14.5.11

5. DEVANEIOS

Mais de meia hora após a decolagem, começa a amanhecer sobre a Amazônia... Estaremos hoje atravessando o Brasil de norte a sul, e o nosso bravo Fokker 100 (aliás, Fokker 28MK100, seu nome oficial de batismo) segue tranquilo, seu sensato automatismo trabalhando à nosso favor, as superfícies de comando docilmente compensando os movimentos das camadas de ar à nossa volta. Época boa de voar, e horário bom de voar! A chegada do astro-rei traz matizes interessantes à atmosfera... Primeiro vermelho, depois laranja... Bonito de ver, mas infelizmente é um fenômeno em grande parte devido às queimadas. Olho para baixo, o solo começa a ser visível com a claridade. Estranho, muitas pastagens, muitas plantações... Não deveria ser floresta aqui? Enfim...
A docilidade do automatismo não nos tira a responsabilidade do monitoramento, mas nos adoça a tarefa. Antigamente, um vôo de poucas horas era muito cansativo. Hoje, ficamos horas e horas no cockpit, e acabamos a jornada descansados. Importante principalmente para a segurança de vôo! Antes, a capacidade do aeronauta era diminuída no decorrer das horas, por cansaço, de forma muito mais nítida que hoje em dia.

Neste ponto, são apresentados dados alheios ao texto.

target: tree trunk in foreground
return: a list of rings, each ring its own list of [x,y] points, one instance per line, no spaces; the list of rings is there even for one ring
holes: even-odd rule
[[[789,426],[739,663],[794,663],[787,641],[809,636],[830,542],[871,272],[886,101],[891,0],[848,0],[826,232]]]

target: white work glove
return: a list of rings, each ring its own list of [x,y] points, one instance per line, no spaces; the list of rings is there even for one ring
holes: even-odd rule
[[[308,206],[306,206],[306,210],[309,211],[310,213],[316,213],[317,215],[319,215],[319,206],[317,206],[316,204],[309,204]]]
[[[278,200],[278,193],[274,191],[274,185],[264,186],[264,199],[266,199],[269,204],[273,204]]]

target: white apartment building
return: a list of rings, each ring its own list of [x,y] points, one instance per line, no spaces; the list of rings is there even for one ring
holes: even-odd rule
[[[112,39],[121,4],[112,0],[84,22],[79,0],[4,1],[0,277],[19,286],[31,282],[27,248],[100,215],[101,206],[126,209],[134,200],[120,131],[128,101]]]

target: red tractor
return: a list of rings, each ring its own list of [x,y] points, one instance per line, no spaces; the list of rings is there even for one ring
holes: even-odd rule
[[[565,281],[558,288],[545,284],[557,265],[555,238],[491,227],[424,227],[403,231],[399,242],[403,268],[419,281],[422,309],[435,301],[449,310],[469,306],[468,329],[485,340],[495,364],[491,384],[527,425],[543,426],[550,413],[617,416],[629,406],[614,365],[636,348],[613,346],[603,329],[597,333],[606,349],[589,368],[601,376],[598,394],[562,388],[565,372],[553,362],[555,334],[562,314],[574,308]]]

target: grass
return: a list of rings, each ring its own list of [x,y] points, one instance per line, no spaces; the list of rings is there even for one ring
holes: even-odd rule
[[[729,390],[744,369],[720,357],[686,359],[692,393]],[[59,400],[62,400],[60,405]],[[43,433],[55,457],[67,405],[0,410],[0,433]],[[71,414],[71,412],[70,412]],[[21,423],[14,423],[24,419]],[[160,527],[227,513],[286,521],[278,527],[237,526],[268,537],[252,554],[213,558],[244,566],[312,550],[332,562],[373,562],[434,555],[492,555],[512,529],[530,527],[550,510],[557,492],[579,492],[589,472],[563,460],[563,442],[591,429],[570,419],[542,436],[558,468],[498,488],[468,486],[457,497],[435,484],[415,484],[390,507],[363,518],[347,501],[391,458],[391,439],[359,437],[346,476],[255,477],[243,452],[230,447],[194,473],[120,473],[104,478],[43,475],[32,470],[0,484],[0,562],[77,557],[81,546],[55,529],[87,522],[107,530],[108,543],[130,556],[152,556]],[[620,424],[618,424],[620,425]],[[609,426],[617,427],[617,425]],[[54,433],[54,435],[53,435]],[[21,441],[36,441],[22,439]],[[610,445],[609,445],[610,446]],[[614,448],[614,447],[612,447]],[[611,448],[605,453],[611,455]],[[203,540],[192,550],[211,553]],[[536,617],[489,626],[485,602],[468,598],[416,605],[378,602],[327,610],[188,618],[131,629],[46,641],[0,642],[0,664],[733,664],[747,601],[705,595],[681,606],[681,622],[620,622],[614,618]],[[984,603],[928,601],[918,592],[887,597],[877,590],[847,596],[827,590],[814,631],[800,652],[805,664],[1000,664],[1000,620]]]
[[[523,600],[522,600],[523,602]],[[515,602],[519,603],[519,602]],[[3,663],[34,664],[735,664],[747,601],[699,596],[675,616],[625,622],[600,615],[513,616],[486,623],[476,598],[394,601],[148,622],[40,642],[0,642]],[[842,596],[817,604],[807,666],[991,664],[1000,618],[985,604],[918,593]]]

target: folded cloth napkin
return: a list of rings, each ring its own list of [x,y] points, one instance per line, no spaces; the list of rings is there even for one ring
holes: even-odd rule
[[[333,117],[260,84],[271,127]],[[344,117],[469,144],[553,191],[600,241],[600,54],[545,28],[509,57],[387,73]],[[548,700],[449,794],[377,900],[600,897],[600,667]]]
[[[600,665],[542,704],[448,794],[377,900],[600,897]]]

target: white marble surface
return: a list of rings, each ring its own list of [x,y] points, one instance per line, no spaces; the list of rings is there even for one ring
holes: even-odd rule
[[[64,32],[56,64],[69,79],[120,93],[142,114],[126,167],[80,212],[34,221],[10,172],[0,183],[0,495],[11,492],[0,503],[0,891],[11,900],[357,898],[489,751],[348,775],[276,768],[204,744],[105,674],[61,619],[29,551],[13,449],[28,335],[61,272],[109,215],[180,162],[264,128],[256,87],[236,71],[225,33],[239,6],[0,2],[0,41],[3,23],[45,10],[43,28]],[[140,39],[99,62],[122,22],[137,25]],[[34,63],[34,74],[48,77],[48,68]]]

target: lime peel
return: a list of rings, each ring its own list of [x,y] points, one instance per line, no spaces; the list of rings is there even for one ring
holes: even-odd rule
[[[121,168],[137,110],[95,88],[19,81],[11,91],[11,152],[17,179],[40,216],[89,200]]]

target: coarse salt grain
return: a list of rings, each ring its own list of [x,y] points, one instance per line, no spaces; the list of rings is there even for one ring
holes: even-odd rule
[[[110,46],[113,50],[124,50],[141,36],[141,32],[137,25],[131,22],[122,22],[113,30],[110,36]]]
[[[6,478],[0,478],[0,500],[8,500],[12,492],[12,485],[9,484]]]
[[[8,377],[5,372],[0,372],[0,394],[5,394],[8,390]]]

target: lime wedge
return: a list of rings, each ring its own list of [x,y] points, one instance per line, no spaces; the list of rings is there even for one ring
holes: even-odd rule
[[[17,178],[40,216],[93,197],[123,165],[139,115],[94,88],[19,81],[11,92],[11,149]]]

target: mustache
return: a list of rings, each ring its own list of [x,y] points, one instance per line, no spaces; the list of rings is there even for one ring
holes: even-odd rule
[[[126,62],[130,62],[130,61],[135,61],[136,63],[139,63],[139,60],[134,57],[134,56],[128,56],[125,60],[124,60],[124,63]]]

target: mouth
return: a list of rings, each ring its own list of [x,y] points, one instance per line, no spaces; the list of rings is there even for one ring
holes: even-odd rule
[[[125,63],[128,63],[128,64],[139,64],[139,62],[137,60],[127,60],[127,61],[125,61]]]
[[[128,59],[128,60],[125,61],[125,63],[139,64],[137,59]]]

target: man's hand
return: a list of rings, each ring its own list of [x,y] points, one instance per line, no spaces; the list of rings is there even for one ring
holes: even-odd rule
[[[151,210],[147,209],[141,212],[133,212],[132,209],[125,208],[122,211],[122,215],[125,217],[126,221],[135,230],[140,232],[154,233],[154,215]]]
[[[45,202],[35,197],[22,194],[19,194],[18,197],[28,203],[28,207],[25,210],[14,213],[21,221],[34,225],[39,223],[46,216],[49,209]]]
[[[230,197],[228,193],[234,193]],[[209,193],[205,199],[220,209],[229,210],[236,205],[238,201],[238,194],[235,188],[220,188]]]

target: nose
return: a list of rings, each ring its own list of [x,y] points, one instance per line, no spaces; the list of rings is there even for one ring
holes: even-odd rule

Hoje, mesmo com a responsabilidade do monitoramento, nos sobra tempo para pensar na vida... Mesmo porque, acostumados que estamos com a máquina, qualquer anormalidade, mesmo antes que aconteça, se torna fácil de ser percebida, nos salta aos olhos e aos outros sentidos... Com o tempo, "vestimos" a aeronave de tal forma que quase conversamos com ela, atentos à sinais, vibrações, ruídos, cheiros...
Quando aprendemos a linguagem da máquina, ela se torna ainda mais nossa amiga, e avisa antes de qualquer problema, basta que o aviador aprenda a compreendê-la. Claro, a aviação de antigamente era mais divertida, mas para trabalhar, a aviação atual é mais adequada. Um vôo de 737-200 era formidável, os dois motores com sobra de potência para o peso da aeronave se traduziam em sensações interessantíssimas! Falando nisso, cada aeronave tem sua personalidade, à espera de serem desbravadas pelo aviador que esteja interessado em aprender seus segredos e particularidades. Cada uma com sua característica, cada uma com seus prazeres e idiossincrasias a se demonstrar a seu "domador"...
E, nesses períodos de vôo em cruzeiro, com a docilidade do automatismo nos facilitando a tarefa do monitoramento, a mente viaja... Quanto tempo desde o início da aviação! Quantas dificuldades superadas, quantos obstáculos vencidos... Quantos colegas que ficou pelo caminho, desanimados pelas dificuldades, e quantos outros que perseveraram e venceram, ou estão ainda prestes a vencer, a conquistar seu lugar ao sol na aviação... Quanto tempo desde aquele mês de agosto de 1981, decolagem da pista de terra do interior do Rio Grande do Sul, manhã fria mas de céu claro, dia lindíssimo, naquele simpaticíssimo Neiva P56C, com 6 anos de idade a mais do que eu... Mesmo que eu fosse novo, pois naquela época as regras eram mais flexíveis, podia-se começar a voar muito cedo, mas a habilitação só podia ser conquistada aos 18 anos. Meu primeiro vôo solo foi com 14 anos... Hoje em dia, seria uma temeridade soltar um garoto de 14 anos solo num avião... Ou será que não?!?! O que mudou daquele tempo? Será que a responsabilidade era diferente? Será que encarávamos as tarefas com mais seriedade? Não sei! Talvez os adultos da época pudessem achar uma temeridade solar um garoto com apenas 14 anos, assim como eu, hoje adulto, pense assim sobre os garotos de hoje. É, cada vez mais pensamos como nossos pais, com o aumento da idade, como bem decretava a Elis Regina...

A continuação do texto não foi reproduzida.